By and by the Queen beckoned him forward, putting up her finger to enjoin a soft tread. He came on like a cat, and stood within touching distance of her, and saw that she was kneeling at a table, writing with extreme rapidity, tears running down her face. There was a silver crucifix in front of her, to which she turned her eyes from time to time, as if referring to it the words which cost her so much to put down. Once, after a frenzy of penmanship, she held out her hands to it in protest; then reverently took it up and kissed it, to sanctify so the words she was writing: ‘The good year send us that God knit us together for ever for the most faithful couple that ever He did knit together.’ Paris knew very well to whom she wrote so fully, who was to read this stained, passionate letter, ill scrawled on scraps of old paper, scored with guilt, blotted with shameful tears, loving, repentant, wilful, petulant, unspeakably loyal and tender, all by turns. At this moment the King called to her.
He lay, you must know, with a handkerchief over his face. Paris had believed him asleep, for his breathing, though short, was regular, and his moaning and the working of his tongue counted for little in a sick man’s slumber.
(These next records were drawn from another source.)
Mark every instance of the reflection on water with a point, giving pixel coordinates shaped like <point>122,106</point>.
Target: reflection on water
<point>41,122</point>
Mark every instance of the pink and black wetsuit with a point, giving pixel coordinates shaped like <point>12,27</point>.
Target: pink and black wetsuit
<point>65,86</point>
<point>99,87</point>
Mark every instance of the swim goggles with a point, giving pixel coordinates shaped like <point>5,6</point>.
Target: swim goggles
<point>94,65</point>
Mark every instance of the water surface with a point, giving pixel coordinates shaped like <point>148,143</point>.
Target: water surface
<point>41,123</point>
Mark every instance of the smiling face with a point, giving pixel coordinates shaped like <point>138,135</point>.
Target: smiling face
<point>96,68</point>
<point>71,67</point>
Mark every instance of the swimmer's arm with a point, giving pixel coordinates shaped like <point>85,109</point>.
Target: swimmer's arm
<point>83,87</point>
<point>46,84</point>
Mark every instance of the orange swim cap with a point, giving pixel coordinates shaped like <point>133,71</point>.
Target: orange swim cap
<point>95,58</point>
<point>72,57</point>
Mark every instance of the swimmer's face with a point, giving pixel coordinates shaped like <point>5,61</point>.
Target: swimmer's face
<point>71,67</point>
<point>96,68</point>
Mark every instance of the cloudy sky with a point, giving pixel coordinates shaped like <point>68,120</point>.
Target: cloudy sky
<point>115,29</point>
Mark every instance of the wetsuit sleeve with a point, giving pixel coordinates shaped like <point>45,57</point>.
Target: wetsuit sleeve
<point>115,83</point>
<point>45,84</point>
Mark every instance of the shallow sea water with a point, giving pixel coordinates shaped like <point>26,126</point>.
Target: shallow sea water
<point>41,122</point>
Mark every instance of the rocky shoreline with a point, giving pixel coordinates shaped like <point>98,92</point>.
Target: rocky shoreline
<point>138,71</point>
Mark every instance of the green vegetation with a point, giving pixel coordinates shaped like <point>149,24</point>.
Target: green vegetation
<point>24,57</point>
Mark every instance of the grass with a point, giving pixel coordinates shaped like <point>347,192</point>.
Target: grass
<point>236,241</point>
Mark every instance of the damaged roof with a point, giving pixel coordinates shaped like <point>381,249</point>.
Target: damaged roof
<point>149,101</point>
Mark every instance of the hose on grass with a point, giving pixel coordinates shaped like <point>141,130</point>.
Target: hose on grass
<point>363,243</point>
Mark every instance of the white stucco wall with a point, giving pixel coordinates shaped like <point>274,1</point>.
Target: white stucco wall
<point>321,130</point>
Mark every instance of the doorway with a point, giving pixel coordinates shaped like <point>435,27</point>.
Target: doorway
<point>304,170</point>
But while she was in the thick of her work at the table he coughed and called out to her in distress, ‘Mary, O Mary! where are you gone?’ And when she did not answer, but went on with the unspinning of the thought in her mind, and let him call ‘Mary, O Mary!’ Paris, looking from one to the other—and awfully on that shrouded third—found blame for her in his heart.
She finished her line, got up, and went to the foot of the bed. ‘You call me? What is your pleasure?’
‘His pleasure! Faith of a Christian!’ thinks Paris.
The King whispered, ‘Water, in Christ’s name’; and Paris heard the clicking of his dry tongue. Nevertheless he said, ‘Let me fetch you the water, madam.’
‘Yes,’ she said, ‘fetch it you. And I would that one of us could be drowned in the water.’
He poured some into a cup and took it to her.